Cream cheese, also known as cream cheese, the English name of the cream cheese, is a kind of unripe full-fat cheese, white color, delicate texture, slightly acidic taste, very suitable for making cheesecake, cheese cheesecake. Cream cheese is very susceptible to spoilage after opening, so consume it as soon as possible.

9. Mozzarella

Mozzarella cheese, also known as mozzarella cheese, melts easily when heated and can be pulled out in long strands, often used to make pizza.

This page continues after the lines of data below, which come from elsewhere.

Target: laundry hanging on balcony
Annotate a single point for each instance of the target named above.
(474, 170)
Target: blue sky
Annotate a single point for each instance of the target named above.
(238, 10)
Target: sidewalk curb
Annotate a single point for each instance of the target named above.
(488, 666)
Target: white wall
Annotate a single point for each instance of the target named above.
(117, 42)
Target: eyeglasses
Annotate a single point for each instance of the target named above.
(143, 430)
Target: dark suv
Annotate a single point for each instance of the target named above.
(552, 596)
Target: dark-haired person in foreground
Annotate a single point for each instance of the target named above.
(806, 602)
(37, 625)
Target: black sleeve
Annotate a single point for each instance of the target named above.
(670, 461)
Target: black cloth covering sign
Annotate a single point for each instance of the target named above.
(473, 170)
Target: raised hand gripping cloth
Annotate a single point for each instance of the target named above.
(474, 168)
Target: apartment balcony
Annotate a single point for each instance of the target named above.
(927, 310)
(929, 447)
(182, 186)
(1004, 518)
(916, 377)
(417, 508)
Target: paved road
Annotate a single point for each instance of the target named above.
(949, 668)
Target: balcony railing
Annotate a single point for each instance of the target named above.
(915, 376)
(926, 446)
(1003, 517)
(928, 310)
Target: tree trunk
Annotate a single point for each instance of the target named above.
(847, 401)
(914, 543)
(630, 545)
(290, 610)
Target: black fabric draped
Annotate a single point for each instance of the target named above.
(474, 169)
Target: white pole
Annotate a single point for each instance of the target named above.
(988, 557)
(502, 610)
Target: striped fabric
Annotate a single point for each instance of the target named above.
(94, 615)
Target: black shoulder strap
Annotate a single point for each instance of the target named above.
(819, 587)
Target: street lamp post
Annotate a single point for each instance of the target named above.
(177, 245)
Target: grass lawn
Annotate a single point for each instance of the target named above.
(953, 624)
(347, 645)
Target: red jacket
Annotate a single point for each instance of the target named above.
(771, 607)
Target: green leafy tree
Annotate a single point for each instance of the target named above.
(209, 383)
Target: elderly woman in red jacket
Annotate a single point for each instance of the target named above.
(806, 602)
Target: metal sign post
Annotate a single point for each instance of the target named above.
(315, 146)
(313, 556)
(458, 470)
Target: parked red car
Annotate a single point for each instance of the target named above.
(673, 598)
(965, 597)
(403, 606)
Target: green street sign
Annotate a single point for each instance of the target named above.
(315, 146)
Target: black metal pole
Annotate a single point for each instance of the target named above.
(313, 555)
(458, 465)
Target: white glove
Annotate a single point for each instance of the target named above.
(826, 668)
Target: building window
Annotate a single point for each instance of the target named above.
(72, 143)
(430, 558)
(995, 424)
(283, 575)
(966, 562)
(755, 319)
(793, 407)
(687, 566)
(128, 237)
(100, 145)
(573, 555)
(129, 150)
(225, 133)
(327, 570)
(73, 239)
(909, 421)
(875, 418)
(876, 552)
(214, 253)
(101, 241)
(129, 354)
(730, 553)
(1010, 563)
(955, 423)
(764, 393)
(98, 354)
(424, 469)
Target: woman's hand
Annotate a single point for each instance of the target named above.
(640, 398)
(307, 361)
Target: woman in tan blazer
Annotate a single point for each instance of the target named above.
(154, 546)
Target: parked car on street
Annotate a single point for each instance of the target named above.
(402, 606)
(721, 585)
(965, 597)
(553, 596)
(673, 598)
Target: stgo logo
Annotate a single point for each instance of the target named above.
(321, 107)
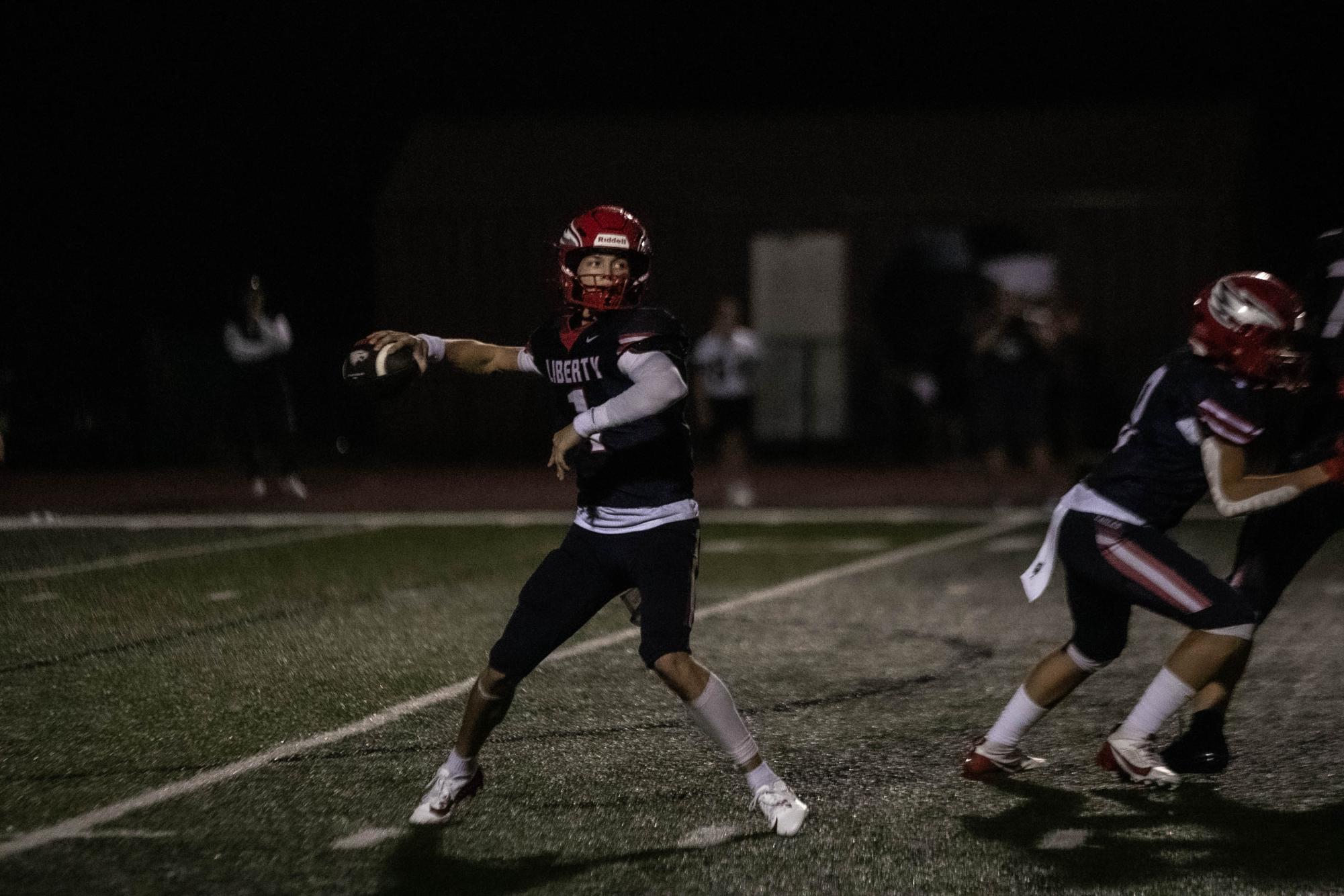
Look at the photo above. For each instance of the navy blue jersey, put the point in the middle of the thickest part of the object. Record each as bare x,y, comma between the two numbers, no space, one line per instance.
1323,402
641,464
1155,469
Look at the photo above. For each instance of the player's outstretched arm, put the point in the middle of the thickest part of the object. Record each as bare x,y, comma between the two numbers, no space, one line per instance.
1235,494
467,355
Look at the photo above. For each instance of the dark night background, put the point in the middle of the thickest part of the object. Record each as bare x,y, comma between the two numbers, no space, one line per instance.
158,158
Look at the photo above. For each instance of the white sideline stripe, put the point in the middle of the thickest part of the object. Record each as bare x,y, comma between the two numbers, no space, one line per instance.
367,838
770,546
73,827
126,832
758,517
171,554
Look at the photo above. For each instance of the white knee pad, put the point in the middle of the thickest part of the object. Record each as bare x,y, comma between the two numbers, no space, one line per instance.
1083,663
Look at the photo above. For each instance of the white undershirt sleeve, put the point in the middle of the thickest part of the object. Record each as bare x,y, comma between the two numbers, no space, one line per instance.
658,386
527,363
1211,455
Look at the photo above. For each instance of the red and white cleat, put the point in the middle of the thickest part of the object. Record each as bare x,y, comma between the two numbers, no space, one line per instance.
1136,761
447,796
984,761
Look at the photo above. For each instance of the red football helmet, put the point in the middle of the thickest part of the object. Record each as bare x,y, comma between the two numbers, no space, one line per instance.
1245,322
607,229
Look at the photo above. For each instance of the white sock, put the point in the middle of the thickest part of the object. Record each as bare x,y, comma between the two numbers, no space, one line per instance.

If you want to make a pizza with long strands, you have to use mozzarella cheese. It is best to refrigerate it in an airtight container at a temperature between 1℃ and 4℃.

10. Mascarpone cheese

Mascarpone cheese, English name mascarpone cheese, is a kind of fresh cheese, the production process is not fermented, so the taste is fresh, is the production of the famous dessert “tiramisu” necessary ingredients.

11. Cheddar Cheese

Cheddar cheese, also known as cheddar cheese or cheddar cheese, is a kind of original cheese, is one of the most common varieties of cheese, in most supermarkets can be bought.

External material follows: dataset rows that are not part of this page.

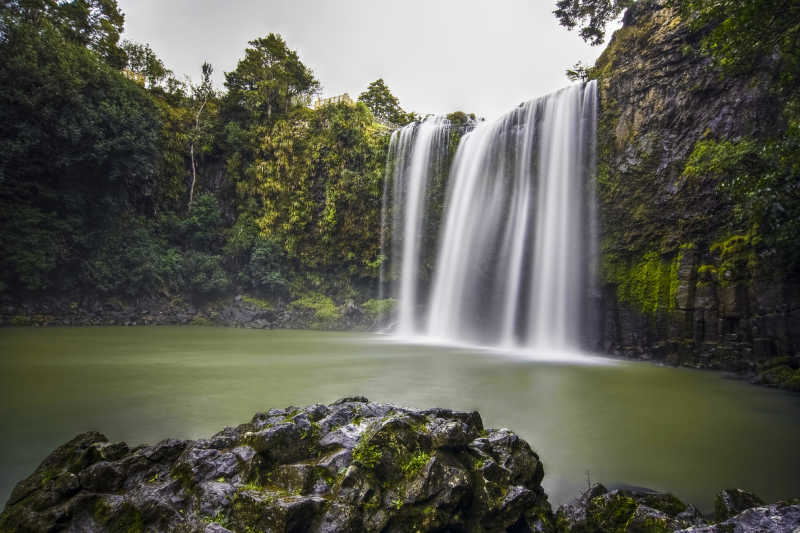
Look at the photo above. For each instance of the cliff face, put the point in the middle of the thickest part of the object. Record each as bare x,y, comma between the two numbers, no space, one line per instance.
682,279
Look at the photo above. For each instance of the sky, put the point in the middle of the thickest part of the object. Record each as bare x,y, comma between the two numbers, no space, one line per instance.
436,56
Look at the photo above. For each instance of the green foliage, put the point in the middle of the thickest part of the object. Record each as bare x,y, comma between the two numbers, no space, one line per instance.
591,16
319,181
34,244
94,24
747,35
269,81
131,262
72,121
384,105
761,180
202,227
103,147
579,72
649,282
323,311
366,454
258,302
415,464
143,65
203,273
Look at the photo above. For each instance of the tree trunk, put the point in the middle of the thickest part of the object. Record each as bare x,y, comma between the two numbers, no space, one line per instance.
194,177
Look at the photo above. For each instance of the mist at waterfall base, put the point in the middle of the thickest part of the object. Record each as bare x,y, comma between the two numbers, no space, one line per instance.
495,246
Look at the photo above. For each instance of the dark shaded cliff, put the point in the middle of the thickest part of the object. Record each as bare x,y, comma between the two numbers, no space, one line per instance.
684,278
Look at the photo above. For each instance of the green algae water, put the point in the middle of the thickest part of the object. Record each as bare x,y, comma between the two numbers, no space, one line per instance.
621,423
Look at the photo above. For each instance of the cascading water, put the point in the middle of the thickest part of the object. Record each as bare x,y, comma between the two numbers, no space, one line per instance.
516,251
418,154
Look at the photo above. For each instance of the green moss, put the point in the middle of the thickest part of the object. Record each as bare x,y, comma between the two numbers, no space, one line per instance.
366,454
258,302
324,313
415,464
126,519
201,321
782,376
649,283
611,514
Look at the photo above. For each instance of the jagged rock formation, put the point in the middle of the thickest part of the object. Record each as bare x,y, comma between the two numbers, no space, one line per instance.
599,510
349,466
682,282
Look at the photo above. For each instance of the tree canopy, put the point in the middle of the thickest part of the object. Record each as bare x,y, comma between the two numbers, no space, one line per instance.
591,16
270,80
384,105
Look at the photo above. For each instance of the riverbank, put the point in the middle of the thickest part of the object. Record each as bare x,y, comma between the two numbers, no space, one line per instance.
240,310
245,311
349,466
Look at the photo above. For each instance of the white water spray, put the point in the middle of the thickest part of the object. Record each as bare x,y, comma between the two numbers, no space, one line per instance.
515,258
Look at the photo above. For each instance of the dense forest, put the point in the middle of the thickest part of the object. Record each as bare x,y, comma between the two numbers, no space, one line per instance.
119,180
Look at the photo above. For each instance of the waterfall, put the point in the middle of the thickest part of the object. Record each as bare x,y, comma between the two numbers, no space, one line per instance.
516,252
418,154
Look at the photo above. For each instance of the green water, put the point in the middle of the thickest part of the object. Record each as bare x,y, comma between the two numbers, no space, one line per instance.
685,431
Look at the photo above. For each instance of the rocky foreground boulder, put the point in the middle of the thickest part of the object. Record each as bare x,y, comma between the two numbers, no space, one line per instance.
349,466
599,510
346,467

There are many varieties of cheddar cheese, and the color and taste vary greatly depending on the variety, with colors ranging from white to pale yellow and flavors ranging from strong to mild.

12. Cheese slices

Is a kind of cheese cut into slices, also known as cheese slices, can be eaten raw, is not used to eating people will feel the taste of strange, a little salty. The best and easiest way is to be sandwiched in the bread to make sandwiches or hamburgers to eat, both delicious and convenient!

Gelatinous

1. Gelatin / Fish Gum Flakes

Translated from the English name Gelatin, also known as gelatin or fish gelatin, Gelatin is a gel extracted from animal materials such as cow or fish bones, with the main ingredient being proteins, rich in 18 amino acids. It is an ideal source of protein.

The flakes, also known as gellan gum flakes, are translucent, yellowish-brown, have a fishy odor, and need to be soaked to remove the fishy odor, and should be softened with cold boiled water before using gellan gum flakes. In the baking is mainly used for mousse cake, jelly, pudding, etc. Mainly play a role in coagulation.

2. Guylidin Powder

The flakes are called as Ghirardine slices, and the powder is called as Ghirardine powder. Ghirardine powder and Ghirardine tablets can be used in place of each other, the dosage is the same (such as 5 grams of Ghirardine tablets coagulability and 5 grams of Ghirardine powder is the same).

To soak softened Gilead powder, usually soak it in 3-4 times its weight in water. To soak the Guylidin tablets, then soak soft and fish out, wring out the water can be.

3. Agar

Agar is a coagulant made from seaweed, therefore, agar is a vegetarian food. Unlike Gilead, agar is much harder to dissolve and needs to be added to boiling water and simmered for a few minutes before it can be completely melted into the water, and once the temperature drops below 40°C, it will solidify immediately.

Agar also needs to be soaked before use and will swell to four times its size when fully soaked. Agar has a harder texture than Guylian, and is often used to make pastries such as suet and gazpacho, so agar is not interchangeable with Guylian.